Looking at the top of the chart shows some pretty significant differences between between Intel and AMD though.

I don't see or missed it some where in the article, did Michael say what speed memory was running on the test systems? Gaming performance on Ryzen 3000 seems to benefit a lot from DDR4-3600 (or 3733/3800 if overclocking infinity fabric).

Agreed, although differences that large in specific apps often means that they are taking different code paths.

Gaming is Intel's last remaining strong point. Mostly for 2 reasons:

• It tends to take advantage of the higher single-core boost clocks
• It can be more memory latency sensitive than many other tasks

You can see the latter by comparing Renoir vs Matisse, where the non-chiplet version of the architecture has improved latencies and performs better even with massively reduced L3 caches.

ddr4-3600

This was the latest Proton 5.0 on Steam.

Ok, there's a lot to be said here, but some of it is my speculation (in the absence of evidence).
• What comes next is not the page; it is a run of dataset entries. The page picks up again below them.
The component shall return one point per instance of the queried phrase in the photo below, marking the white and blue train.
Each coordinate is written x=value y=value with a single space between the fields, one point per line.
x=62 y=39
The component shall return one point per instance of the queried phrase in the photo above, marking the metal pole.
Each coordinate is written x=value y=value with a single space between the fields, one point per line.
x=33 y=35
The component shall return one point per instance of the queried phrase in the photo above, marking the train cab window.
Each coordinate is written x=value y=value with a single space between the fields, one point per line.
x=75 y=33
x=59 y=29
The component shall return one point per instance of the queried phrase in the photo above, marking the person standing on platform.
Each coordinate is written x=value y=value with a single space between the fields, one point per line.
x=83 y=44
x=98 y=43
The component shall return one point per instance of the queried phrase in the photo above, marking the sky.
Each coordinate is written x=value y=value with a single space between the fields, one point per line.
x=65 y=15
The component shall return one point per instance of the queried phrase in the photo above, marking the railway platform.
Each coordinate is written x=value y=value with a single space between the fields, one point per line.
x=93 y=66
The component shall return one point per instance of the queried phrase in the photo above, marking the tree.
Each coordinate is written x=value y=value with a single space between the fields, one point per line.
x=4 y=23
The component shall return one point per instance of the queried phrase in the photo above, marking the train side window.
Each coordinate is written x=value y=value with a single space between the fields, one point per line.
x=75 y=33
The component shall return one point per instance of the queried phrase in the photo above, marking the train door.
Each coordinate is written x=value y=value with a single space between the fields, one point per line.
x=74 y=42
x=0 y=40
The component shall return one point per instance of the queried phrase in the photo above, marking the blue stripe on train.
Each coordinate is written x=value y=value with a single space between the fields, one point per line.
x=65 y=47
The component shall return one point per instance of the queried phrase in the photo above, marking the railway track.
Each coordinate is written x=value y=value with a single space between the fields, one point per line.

* Typically most firms don't like doing code specialization, because it's one more dimension that they have to worry about when testing. Libraries do it (those libraries tend to be shared by multiple games). In any case, the specialization tends is done via the CPUID instruction, which primarily identifies available instruction sets (e.g., AVX2 present or not). Over there, the Ryzen line started with a pretty good feature set, but unfortunately parts of the implementation were pretty slow. It takes a lot of micro-ops and many cycles to execute some AVX2 instructions for instance (all the vector gather scatter instructions are super slow, also BMI2 pdep/pext; so if you activate a path that says - hey! AVX2 is there - you might actually get slower overall code ... ). See https://www.agner.org/optimize/instruction_tables.pdf - only covers the first generation Ryzen though ...

Why am I saying all this?

a) It could technically be the same code path, except that it doesn't run as fast on AMD.

b) Most importantly, if you have a more recent Ryzen processors (2000, 3000, or similar Threadrippers), I beg you to contact dr. Fog (on the forum at agner.org) and let him run his instructions benchmark suite on your processor. This would not only provide real evidence for this, but would help the larger community. He is not only good, but the kind of person who brings actual science to computer science

* Intel oftentimes sends people out to software firms to help them optimize their software on Intel CPUs. AMD doesn't do it. Typically those optimizations don't result in an overall slower code when run on AMD, though it does help with relative Intel CPU performance.

* For a lot of the benchmarks that are close to 0% (really, few people care about 2% change in games), it could be that the CPU is not getting taxed. Again, hypothesis/speculation.

Can you include a link for Renoir vs Matisse? Thanks.